À quoi ressemble l’IA du futur dans le secteur du vin ?
Je pense que le besoin premier est à la vigne! Tout commence avec les raisins. En ce moment, on mise beaucoup sur le bio, mais avec le bio, on a beaucoup plus de maladies et d’attaques à la vigne. C’est très difficile d’avoir une vue d’ensemble à moindre coût et de savoir si un raisin est en santé. C’est intéressant de voir qu’on retourne aux sources avec le bio, mais avec de l’aide technologique pour connaître rapidement l’état du raisin !
Ensuite, dans le processus de création du vin, je j’aimerais avoir un logiciel qui m’indique ce qu’aiment les clients. C’est-à-dire avoir un profil de goût. Ça permettrait de confectionner un vin plus précis en fonction des préférences actuelles, basé sur des données. Mais encore une fois, il est très important d’avoir l’être humain au bout de la démarche; je ne laisserai pas la machine en roue libre!

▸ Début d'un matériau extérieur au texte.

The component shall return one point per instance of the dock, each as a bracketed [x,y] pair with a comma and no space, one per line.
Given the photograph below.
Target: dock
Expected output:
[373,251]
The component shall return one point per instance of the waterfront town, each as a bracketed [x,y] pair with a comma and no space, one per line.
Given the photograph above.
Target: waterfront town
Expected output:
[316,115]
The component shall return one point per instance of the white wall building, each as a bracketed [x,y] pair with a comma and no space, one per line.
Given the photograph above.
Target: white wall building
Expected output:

Enfin, pour le client, avoir des recommandations, je trouve ça très bien! Avoir un algorithme qui aide à élaborer des combos d’accords mets et vins, qui amène le consommateur à déculpabiliser et à mieux boire. Tant qu’à mieux boire, avoir le bon accord mets-vin, je trouve ça fantastique. En fonction des goûts et des achats.
Enfin, la gestion de cave. Pour ceux qui sont collectionneurs ou qui aiment avoir des vins, c’est très intéressant de posséder un logiciel qui permet de boire les vins au bon moment.